I did include replacing " with ^" in that ruleset, and so that agrees with what you've described in your comments.

An important thing to keep in mind when thinking about the behavior of the external data source is that it doesn't use any shells or command interpreters itself, and instead uses (on Windows) CreateProcessEx. However, as we saw in earlier discussion, it is possible to use the data source to run cmd.exe /c ..., in which case I expect it would be necessary for the argument after /c to use the ^ escaping for all of the cmd.exe metacharacters.

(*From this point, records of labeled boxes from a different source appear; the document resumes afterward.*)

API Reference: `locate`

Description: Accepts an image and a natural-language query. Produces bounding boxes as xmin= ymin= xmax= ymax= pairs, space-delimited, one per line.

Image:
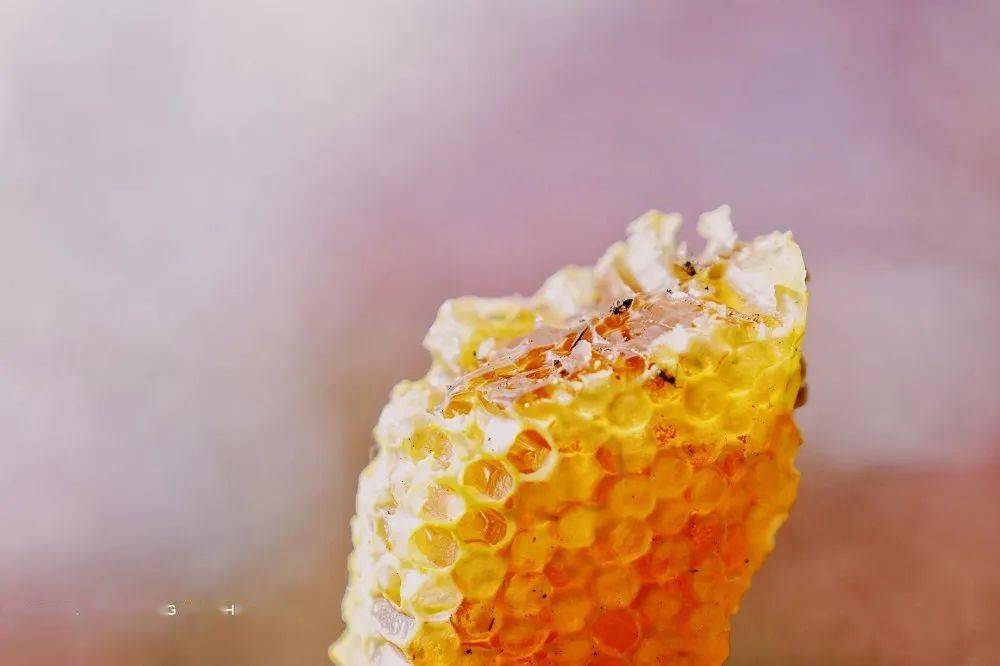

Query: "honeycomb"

xmin=331 ymin=207 xmax=807 ymax=666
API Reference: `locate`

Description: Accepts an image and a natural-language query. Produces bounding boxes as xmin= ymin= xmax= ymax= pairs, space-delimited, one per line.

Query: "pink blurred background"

xmin=0 ymin=0 xmax=1000 ymax=666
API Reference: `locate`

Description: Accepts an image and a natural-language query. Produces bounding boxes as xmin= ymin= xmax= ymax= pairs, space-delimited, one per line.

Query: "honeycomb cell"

xmin=608 ymin=388 xmax=653 ymax=428
xmin=452 ymin=552 xmax=507 ymax=600
xmin=691 ymin=467 xmax=727 ymax=512
xmin=371 ymin=599 xmax=417 ymax=646
xmin=546 ymin=634 xmax=594 ymax=666
xmin=507 ymin=430 xmax=552 ymax=474
xmin=550 ymin=590 xmax=593 ymax=634
xmin=510 ymin=523 xmax=556 ymax=572
xmin=639 ymin=585 xmax=684 ymax=627
xmin=498 ymin=616 xmax=549 ymax=659
xmin=649 ymin=498 xmax=692 ymax=536
xmin=410 ymin=525 xmax=458 ymax=567
xmin=594 ymin=565 xmax=640 ymax=610
xmin=593 ymin=610 xmax=642 ymax=655
xmin=458 ymin=507 xmax=507 ymax=546
xmin=587 ymin=655 xmax=629 ymax=666
xmin=545 ymin=549 xmax=597 ymax=587
xmin=451 ymin=599 xmax=500 ymax=643
xmin=504 ymin=573 xmax=552 ymax=615
xmin=608 ymin=475 xmax=656 ymax=518
xmin=420 ymin=483 xmax=465 ymax=522
xmin=410 ymin=574 xmax=462 ymax=617
xmin=684 ymin=379 xmax=727 ymax=419
xmin=405 ymin=427 xmax=453 ymax=469
xmin=608 ymin=519 xmax=653 ymax=562
xmin=548 ymin=454 xmax=604 ymax=502
xmin=636 ymin=537 xmax=692 ymax=582
xmin=556 ymin=505 xmax=597 ymax=548
xmin=462 ymin=460 xmax=514 ymax=502
xmin=649 ymin=451 xmax=692 ymax=499
xmin=409 ymin=622 xmax=462 ymax=666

In that case then, perhaps a suitable recipe when using cmd.exe (which often isn't necessary) is:

  program = ["cmd.exe", "/c", "ExcelUpdateTool.exe ^\"regex^\" machine_name available"]

The external data source would then call CreateProcessEx with the arguments string set to /c "ExcelUpdateTool.exe ^\"regex^\" machine_name available", and then cmd.exe would tokenize the contents of the argument after /c using its normal rules and thus replace the ^" sequences with literal ".

(I've not actually tested this, so I can't say whether I'm making correct assumptions or not. If someone tries this and finds whether or not it works, it would be helpful to share what you tried and what happened when you tried it!)